PLANS to recontour Basildon Golf Course with up to 500,000 tonnes of building spoil were branded a “planning scam” at the Court of Appeal.

Campaign group Friends of Basildon Golf Course is challenging Basildon Council’s decision to grant planning permission to Jack Barker Group to use 140,000 tonnes of soil and rubble in the first phase of redevelopment of the course off Clayhill Road.

Further phases could see thousands more tonnes of spoil dumped on the site.

A two-day hearing at the Court of Appeal in London began yesterday, presided over by Lords Justices Pill, Carnwath and Rimer. Charles George QC, representing the Friends said the application from Jack Barker was one of a number of applications to allow dumping of rubble on golf courses across the country made between 2005 and 2007.

However, he said critics believed it was a planning scam to make money by receiving payments from building firms for more spoil than was actually needed to redevelop the course.

He said: “The key matter is this local authority never asked Jack Barker whether it was necessary to have this amount of waste in order to create an improved golf course and whether Jack Barker was in it simply for the money coming from the waste.”

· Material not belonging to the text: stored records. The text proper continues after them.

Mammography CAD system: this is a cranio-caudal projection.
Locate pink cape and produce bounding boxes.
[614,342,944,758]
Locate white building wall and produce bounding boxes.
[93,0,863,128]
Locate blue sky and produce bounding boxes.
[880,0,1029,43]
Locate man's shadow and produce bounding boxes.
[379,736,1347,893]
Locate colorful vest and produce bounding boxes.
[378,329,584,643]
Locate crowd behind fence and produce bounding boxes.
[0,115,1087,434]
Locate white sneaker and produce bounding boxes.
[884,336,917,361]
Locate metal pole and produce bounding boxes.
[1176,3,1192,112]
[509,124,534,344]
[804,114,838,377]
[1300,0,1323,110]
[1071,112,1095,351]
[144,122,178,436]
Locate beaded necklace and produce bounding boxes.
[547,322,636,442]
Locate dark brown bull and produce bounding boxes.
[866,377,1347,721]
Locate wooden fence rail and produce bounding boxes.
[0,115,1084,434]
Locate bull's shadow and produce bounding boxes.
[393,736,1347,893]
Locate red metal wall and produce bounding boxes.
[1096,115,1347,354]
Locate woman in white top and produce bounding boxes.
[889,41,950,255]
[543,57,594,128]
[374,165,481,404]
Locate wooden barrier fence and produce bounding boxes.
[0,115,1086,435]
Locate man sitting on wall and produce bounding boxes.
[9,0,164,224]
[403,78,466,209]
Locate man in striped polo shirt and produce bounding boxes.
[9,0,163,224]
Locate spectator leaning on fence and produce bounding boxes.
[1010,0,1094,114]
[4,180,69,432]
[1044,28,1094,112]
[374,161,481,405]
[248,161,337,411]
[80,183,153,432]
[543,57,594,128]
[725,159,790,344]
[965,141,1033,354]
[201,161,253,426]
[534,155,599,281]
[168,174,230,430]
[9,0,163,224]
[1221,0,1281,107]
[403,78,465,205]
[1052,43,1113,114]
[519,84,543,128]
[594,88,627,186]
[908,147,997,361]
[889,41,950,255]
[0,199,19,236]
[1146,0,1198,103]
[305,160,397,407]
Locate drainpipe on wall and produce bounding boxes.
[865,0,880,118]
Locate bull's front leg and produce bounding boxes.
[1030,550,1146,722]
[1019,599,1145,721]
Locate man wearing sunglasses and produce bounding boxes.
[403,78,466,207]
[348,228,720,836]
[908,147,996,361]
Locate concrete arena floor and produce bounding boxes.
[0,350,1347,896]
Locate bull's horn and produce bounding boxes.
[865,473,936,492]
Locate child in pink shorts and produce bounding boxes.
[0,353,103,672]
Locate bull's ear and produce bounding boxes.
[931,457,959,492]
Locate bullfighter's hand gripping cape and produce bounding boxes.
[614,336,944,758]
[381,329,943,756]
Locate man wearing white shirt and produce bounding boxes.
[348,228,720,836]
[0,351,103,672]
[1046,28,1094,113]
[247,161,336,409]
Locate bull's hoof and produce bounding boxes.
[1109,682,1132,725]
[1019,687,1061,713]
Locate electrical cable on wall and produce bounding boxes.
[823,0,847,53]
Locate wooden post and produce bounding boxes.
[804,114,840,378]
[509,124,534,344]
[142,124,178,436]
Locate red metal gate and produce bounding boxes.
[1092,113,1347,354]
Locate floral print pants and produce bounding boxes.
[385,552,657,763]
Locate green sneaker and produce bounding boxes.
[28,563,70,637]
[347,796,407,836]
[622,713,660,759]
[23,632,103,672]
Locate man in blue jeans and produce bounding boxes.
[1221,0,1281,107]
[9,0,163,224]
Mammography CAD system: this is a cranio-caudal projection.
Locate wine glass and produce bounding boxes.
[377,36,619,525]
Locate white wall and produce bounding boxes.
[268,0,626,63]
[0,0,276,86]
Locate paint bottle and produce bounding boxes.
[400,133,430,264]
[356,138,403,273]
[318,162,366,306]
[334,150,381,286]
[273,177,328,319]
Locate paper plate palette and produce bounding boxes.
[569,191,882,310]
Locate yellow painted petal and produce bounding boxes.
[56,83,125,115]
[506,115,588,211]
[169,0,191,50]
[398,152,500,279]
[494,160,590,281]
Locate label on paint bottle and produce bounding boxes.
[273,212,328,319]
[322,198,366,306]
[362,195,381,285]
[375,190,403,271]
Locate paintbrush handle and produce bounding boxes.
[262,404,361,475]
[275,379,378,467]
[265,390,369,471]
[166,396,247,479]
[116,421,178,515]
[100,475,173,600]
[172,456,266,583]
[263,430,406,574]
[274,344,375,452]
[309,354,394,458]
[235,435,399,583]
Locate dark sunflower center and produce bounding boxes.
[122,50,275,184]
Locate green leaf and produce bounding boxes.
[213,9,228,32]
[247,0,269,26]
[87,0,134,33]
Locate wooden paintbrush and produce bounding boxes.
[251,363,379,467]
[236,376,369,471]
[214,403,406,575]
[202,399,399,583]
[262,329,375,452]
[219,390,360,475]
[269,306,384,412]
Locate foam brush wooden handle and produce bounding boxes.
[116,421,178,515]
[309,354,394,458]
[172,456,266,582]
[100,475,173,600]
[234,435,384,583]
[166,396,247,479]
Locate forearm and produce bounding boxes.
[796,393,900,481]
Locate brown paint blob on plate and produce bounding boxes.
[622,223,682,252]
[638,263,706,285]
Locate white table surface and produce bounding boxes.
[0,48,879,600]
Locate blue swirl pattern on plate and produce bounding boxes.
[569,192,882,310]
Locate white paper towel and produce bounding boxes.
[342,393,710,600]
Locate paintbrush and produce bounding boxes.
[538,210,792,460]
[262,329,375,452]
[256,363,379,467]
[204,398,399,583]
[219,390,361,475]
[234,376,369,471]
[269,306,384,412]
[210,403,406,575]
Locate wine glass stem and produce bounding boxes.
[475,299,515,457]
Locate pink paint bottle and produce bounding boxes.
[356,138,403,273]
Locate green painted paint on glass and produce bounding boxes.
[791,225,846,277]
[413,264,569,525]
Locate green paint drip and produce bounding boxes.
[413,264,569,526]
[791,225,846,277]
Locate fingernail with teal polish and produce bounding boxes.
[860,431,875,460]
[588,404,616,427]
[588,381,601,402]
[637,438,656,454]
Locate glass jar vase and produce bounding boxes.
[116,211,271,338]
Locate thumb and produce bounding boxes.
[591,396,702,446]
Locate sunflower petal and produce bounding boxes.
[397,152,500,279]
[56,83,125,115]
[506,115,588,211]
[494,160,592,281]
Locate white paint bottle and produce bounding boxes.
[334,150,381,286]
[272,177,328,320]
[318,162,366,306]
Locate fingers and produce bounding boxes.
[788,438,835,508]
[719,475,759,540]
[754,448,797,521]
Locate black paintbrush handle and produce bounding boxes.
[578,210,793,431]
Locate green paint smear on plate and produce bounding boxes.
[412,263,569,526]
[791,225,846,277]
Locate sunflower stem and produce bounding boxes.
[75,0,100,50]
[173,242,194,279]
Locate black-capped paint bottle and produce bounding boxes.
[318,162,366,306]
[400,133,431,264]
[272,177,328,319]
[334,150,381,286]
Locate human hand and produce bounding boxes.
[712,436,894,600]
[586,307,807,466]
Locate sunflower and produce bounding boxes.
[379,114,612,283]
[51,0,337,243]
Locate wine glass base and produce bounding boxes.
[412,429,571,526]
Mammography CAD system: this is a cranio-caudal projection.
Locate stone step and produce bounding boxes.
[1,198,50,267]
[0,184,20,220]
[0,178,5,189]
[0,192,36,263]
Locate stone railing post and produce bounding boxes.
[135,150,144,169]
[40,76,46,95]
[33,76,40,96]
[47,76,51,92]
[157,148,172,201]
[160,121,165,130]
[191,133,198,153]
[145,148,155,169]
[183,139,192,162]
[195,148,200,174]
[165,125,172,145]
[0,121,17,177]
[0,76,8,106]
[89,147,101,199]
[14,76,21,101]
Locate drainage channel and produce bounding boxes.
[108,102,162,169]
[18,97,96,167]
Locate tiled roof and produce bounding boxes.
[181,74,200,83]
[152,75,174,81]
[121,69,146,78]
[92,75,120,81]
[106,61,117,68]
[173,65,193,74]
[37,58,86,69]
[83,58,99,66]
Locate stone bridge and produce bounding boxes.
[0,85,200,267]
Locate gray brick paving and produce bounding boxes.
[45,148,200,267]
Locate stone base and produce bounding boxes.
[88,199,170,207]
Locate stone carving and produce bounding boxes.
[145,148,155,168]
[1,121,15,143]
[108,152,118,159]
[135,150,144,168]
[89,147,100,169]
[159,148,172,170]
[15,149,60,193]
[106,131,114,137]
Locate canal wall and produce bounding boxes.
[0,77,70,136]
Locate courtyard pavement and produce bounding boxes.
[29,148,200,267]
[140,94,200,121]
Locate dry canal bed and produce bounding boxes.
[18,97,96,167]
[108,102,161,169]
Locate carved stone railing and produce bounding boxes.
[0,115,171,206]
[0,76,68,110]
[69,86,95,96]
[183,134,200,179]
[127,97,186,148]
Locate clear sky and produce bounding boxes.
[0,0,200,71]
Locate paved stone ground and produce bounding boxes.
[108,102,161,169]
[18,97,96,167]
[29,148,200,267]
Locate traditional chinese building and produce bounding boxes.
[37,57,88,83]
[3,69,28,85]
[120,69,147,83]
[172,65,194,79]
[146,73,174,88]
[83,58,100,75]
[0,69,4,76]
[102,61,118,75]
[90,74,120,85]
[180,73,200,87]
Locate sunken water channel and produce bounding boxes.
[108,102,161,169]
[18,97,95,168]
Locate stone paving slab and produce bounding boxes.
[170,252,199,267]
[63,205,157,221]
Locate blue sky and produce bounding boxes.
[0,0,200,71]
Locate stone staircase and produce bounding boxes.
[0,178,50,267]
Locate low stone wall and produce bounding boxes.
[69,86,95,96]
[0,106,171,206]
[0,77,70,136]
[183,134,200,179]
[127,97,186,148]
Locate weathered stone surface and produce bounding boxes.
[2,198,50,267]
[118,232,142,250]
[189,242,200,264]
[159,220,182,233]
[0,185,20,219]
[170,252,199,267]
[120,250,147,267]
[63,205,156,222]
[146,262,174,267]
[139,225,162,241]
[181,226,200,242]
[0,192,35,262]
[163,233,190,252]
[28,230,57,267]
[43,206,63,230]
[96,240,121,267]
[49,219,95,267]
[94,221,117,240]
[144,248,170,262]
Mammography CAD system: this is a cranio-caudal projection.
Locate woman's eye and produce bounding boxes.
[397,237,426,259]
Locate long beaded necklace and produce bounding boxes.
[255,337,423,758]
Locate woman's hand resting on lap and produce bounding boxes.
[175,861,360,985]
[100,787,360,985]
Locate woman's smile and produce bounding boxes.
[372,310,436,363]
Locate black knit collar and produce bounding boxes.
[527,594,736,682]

The first phase involves a £1million revamp, including a new clubhouse, maintenance shed, golf driving range and landscaping of the course.

The work would be funded by payments for the dumping.

The court heard Jack Barker began work on the redevelopment on Tuesday – as revealed in yesterday’s Echo – just days ahead of an October 15 deadline for the expiry of the planning permission. He added: “As I speak, they are scraping part of the site.”

He said Government body Natural England was “protesting mightily” as a result of the developer’s alleged failure to carry out necessary surveys of the site. Mr George also argued it was irrational of Clive Simpson, council head of planning, to decide that an environmental impact assessment of the work was not needed before planning permission was granted.

The appeal also centres around claims the council failed to consult Essex County Council on waste management issues.

Mr George accused High Court judge Mr Justice Wyn Williams of failing to take into account an ecological report submitted with the planning application when he ruled in favour of the council at an earlier hearing in January 2009. The case continues.